GO: Could you talk a bit about the Congress and your role in it?

DK: In 2014 when I first started working as the director of the ADM institute, I attended a meeting of various renowned institutes around the globe. At this meeting, it was very clear that Post Harvest Loss (PHL) was an important issue that had to be tackled, although it was not at all clear what efforts had been taken around the world to prevent PHL. We did not know who was doing what. I suggested an International Conference where people involved with PHL prevention could come together and discuss their research as well as gain a valuable network base.

GO: So what was the impact of this Congress?

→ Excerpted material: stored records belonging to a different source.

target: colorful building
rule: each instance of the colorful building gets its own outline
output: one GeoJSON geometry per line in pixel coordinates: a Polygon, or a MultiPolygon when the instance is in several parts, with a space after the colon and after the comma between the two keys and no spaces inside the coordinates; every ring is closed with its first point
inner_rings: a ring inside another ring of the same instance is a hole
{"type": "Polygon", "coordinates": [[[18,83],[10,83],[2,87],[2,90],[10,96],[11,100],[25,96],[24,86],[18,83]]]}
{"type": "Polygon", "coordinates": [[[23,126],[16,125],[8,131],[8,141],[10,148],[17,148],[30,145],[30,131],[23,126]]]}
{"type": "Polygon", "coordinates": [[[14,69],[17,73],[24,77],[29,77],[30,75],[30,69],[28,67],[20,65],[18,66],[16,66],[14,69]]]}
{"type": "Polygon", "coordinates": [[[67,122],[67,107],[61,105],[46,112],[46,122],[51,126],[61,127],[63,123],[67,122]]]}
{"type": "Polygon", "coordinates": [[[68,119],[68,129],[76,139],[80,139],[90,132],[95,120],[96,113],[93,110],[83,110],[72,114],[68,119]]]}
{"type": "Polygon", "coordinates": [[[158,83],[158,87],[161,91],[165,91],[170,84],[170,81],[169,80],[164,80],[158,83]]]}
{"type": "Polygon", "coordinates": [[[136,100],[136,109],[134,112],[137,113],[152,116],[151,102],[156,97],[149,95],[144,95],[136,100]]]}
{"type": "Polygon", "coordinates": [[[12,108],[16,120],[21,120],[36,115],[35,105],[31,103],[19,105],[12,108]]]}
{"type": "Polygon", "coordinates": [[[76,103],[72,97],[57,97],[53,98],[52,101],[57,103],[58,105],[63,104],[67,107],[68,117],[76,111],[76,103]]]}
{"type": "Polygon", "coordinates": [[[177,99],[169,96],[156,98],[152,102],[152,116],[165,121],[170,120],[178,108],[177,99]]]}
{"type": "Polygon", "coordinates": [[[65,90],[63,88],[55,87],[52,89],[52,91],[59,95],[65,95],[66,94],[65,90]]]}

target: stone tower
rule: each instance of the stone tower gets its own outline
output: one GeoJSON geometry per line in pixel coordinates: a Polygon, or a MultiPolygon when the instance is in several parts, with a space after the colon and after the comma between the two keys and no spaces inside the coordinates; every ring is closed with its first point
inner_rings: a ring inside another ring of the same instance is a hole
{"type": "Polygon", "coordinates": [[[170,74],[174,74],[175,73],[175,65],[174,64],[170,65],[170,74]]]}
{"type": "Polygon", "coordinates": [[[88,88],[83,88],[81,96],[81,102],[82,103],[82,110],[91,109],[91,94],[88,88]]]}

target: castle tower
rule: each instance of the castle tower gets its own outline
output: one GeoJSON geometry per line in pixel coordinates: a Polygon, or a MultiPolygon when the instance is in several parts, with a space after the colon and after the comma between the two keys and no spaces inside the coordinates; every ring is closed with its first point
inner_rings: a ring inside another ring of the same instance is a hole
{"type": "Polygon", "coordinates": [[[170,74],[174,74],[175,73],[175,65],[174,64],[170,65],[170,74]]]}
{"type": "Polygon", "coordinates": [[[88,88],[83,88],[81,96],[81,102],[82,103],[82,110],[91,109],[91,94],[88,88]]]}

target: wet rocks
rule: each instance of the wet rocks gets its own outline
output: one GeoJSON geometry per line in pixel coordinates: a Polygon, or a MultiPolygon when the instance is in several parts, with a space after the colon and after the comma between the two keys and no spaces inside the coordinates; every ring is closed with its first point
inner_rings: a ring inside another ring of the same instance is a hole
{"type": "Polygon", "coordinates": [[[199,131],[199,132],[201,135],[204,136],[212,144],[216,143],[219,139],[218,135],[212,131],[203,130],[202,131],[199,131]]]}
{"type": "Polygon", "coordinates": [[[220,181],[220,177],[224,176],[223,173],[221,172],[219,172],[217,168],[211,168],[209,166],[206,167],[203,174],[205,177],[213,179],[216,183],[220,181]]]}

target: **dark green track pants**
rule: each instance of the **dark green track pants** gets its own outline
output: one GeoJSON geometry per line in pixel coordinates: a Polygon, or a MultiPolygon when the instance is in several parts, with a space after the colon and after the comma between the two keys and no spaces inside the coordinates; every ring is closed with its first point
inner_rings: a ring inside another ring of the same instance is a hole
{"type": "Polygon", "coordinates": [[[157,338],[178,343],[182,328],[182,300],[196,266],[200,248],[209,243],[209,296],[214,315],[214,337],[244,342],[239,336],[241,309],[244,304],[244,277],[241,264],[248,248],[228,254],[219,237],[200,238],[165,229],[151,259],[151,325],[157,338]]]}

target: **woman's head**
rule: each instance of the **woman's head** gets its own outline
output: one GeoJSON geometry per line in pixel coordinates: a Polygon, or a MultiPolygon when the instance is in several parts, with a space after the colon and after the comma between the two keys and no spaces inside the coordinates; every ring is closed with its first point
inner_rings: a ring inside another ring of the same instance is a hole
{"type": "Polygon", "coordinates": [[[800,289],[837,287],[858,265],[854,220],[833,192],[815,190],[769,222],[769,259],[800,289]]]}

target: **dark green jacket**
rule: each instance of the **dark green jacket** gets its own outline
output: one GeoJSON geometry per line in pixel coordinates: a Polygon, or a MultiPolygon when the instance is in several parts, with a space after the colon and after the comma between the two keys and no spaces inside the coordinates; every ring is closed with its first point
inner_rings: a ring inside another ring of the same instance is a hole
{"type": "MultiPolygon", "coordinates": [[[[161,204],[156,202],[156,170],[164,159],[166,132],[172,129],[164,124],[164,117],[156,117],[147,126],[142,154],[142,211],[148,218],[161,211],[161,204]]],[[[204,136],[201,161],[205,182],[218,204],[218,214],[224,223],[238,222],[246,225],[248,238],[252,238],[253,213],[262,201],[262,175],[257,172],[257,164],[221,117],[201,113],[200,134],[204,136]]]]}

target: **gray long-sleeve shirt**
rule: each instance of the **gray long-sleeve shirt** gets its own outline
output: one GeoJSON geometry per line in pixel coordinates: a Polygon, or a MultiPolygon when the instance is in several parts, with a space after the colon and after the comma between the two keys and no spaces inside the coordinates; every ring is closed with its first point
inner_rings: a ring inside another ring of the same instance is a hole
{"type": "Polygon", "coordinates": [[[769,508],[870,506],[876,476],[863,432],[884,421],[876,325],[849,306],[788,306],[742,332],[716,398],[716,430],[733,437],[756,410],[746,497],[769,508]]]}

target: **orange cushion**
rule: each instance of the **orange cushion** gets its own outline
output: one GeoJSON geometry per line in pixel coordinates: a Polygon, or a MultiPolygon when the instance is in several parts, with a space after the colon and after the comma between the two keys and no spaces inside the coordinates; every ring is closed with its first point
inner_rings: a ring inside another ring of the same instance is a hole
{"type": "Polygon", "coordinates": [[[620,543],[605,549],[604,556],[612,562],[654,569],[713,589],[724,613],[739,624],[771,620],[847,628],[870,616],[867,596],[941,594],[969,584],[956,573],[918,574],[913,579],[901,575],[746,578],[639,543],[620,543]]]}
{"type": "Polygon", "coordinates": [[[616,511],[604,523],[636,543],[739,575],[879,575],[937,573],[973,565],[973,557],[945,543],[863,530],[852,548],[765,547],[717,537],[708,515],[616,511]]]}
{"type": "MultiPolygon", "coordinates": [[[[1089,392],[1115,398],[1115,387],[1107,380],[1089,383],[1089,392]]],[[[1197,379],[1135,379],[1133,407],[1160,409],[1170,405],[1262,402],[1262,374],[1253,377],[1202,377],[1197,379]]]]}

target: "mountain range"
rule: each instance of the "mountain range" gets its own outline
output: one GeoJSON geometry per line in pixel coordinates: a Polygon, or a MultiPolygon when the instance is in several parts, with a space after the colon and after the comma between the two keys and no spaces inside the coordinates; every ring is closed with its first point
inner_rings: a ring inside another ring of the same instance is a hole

DK: I think the main achievement of the conference was the participation of various different groups for the first time, which included not only academics and researchers but also outreach organizations, funding agencies and governments. We are developing a consensus-based roadmap for the global population and everyone at the conference agreed that the main aim was to reduce PHL as much as possible by 2050, when there would not be enough food to feed the 9.5 billion humans. The goal is to track the losses for a period of every 5 years from 2015-2050 and to achieve a particular reduction in losses for every successive period in the most sustainable manner possible.We have provided an opportunity for people to connect with each other. If someone needs information pertaining to PHL they know they can approach the ADM institute whereas this was not the case earlier. The next Congress is planned to be held in 2017.

GO: So is this a huge problem in the United States?.

DK: Not really, but post harvest waste is a huge problem. The amount of food which we throw away or which is not consumed before the expiration date is immense! There is definitely a need to not take food production for granted because in another part of the world the food is not even readily available and here we are wasting the food. As this is a global issue, participation of developed nations is very important and the more awareness we can create about PHL, the better. That is why a group of students also accompanied us and helped us setup the Congress. Student participation is crucial and highly encouraged because let’s face it, they are the future.